Часть 1
10 июля 2017 г. в 20:00
Он радовался каждый раз, когда удачно переходил дорогу, смеялся, щурясь на закатное солнце, и забавно слизывал с губ фисташковое мороженое. Джерард Уэй любил жизнь, да, он чертовски её любил.
И то, что он полюбил меня, как кусочек обожаемой им вселенной, — было неудивительно. Он ведь не знал, что моя звезда уже погасла, что я давно мёртв внутри на самом-то деле.
Он таскал меня по своим «секретным» местам, рисовал мои портреты и пел мне свои любимые баллады из 80-х. Он доверял мне, если вкратце.
Он доверился моему свету, загадывал желания и засыпал, глядя на меня, не задумываясь над тем, что всё это — лишь огарок. Чёрные дыры облепили внутреннюю полость моих легких.
Я не имел права быть рядом с ним, не имел права заправлять ему за уши пряди, пока он что-то чиркал в блокноте, не имел права прикасаться к его перепачканным в красках ладоням, я не должен был лгать ему, но он всегда верил в сказки.
Мне не было места в его уютной кухоньке, где на подоконниках стояли цветы, а не пустые бутылки из-под алкоголя; куда залетали любопытные пчёлки, а не бледные моли и беспокойные мухи. Мне не было места в его постели с белоснежными простынями и подушками-пандами. Честно говоря, мне не было места в его жизни, но он по доброте душевной меня приютил.
Джерард выходил меня, как какого-нибудь найдёныша, смотрел со мной добрые фильмы со счастливыми концами и кормил домашним печеньем с тёплым молоком. И я сидел там, на мягком диване, чувствовал его близость и понимал, что не заслужил и половины всего этого.
Я разрушал всё, к чему прикасался, но продолжал лихорадочно кидаться в его спасительные объятия.
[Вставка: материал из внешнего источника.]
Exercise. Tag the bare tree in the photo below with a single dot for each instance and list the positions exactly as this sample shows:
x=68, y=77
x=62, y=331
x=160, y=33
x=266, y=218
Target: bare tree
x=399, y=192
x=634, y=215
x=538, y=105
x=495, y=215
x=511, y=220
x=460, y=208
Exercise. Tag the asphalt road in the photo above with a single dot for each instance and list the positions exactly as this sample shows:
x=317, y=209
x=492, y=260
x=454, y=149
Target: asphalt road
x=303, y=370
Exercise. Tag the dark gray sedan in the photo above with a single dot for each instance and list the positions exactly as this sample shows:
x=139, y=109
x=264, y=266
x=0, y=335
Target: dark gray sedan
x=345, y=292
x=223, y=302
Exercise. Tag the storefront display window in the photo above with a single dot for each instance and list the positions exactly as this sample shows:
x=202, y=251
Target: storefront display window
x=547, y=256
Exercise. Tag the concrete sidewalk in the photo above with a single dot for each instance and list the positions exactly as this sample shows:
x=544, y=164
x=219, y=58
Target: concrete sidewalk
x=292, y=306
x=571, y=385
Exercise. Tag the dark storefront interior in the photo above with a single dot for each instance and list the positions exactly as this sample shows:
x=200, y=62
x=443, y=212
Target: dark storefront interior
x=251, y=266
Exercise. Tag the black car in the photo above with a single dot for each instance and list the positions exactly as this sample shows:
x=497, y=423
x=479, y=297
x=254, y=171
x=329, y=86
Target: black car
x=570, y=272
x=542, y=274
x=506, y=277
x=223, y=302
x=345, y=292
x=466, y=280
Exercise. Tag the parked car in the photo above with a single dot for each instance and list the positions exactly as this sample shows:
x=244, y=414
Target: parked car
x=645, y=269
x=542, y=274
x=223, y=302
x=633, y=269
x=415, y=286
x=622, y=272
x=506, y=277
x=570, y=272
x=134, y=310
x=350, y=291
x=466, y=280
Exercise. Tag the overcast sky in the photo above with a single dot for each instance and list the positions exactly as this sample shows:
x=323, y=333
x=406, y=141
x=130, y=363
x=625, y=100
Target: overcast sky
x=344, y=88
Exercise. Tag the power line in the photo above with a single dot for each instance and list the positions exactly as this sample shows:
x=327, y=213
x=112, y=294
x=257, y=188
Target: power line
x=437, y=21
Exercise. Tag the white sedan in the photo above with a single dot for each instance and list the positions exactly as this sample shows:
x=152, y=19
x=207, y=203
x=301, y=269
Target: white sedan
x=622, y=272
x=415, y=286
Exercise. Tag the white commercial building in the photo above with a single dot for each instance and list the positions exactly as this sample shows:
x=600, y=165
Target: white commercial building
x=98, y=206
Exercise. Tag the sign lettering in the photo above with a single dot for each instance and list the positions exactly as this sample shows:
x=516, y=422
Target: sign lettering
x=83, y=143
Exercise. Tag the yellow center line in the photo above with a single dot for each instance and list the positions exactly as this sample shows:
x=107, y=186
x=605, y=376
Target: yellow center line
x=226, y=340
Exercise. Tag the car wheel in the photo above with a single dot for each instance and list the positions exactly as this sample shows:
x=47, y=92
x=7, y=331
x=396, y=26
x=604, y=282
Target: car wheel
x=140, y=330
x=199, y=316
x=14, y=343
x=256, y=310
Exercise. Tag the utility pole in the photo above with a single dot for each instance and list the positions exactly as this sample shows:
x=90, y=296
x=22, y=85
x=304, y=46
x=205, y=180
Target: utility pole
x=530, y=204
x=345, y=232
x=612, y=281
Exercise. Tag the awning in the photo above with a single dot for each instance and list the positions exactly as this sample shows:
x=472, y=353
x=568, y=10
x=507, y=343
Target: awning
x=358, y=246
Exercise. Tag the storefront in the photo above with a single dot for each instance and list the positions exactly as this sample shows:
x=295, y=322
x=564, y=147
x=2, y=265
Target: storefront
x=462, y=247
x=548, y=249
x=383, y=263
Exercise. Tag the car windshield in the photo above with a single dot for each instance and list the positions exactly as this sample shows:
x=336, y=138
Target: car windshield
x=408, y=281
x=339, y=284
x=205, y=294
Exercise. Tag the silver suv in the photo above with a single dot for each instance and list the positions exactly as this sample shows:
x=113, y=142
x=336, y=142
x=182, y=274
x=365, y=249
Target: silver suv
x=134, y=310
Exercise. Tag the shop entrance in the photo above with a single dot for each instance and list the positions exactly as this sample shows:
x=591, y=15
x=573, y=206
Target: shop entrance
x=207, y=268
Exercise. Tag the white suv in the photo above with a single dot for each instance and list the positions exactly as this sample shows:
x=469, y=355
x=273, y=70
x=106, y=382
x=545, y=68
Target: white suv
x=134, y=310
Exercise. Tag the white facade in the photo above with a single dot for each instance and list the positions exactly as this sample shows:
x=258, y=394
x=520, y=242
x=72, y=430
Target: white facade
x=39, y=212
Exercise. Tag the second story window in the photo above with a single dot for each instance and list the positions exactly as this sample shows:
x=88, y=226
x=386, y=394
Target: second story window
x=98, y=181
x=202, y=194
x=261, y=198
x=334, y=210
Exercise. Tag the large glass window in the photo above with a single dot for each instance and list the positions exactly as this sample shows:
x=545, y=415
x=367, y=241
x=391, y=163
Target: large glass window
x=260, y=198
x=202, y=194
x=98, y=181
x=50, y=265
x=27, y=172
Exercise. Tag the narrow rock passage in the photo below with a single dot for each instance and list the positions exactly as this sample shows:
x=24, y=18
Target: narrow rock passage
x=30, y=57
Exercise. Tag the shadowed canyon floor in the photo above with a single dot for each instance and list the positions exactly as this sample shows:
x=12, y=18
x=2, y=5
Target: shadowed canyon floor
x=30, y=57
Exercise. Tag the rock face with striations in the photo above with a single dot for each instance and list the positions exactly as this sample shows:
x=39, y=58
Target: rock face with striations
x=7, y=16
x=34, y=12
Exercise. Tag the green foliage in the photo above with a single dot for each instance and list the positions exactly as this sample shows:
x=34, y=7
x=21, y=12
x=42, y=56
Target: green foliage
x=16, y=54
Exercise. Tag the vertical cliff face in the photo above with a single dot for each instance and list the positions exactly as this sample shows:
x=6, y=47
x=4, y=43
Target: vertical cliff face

Подарив ему целую сотню фосфорных наклеек-звёздочек, я пытался объяснить то, что боялся произнести вслух, но Уэй как всегда тепло посмотрел на меня, и крапинки в его глазах будто бы заискрились ещё ярче. Метафоры — единственное, в чём я был лучше него. Так мне казалось. Возможно, всему виной мои многочисленные психические расстройства, а он просто был слишком милым, чтобы сказать грубое «ты несёшь какой-то бред».
— Фрэнки, ты самый замечательный из всех кого я знаю! Но тебе стоит почаще улыбаться, ну же! — и он трепал меня за щёки и строил рожицы, и я улыбался, натянуто, но правдоподобно.
Сложно было не улыбаться, когда он рассказывал о своих любимых диснеевских принцессах, героях комиксов и цветах маршмеллоу, считая это самыми важными вещами на свете: «Да-да, всегда при знакомстве спрашивай об этих трех вещах, они говорят о человеке намного больше, чем кажется», — разглагольствовал он с серьезным видом, а над губой у него красовались усы от молочного коктейля.
Джерард вообще всегда улыбался, и заражал этой улыбкой абсолютно всех. Он улыбался во сне, улыбался сквозь поцелуй, рисовал улыбающихся людей и улыбающихся выдуманных монстров.
Лишь однажды, однажды по его щеке скатилась одинокая слезинка, а вслед за ней ещё две, а потом десятки тяжелых капель падали и падали на мой дорогой костюм и на переливающуюся в свете закатного солнца белую шёлковую обивку.
Это случилось в тот день, когда он понял, что я солгал.
В тот день, когда он осознал, что я не звезда, не Солнце, даже не фосфорная наклейка, а всего-навсего электрическая лампочка, которая слишком быстро перегорела.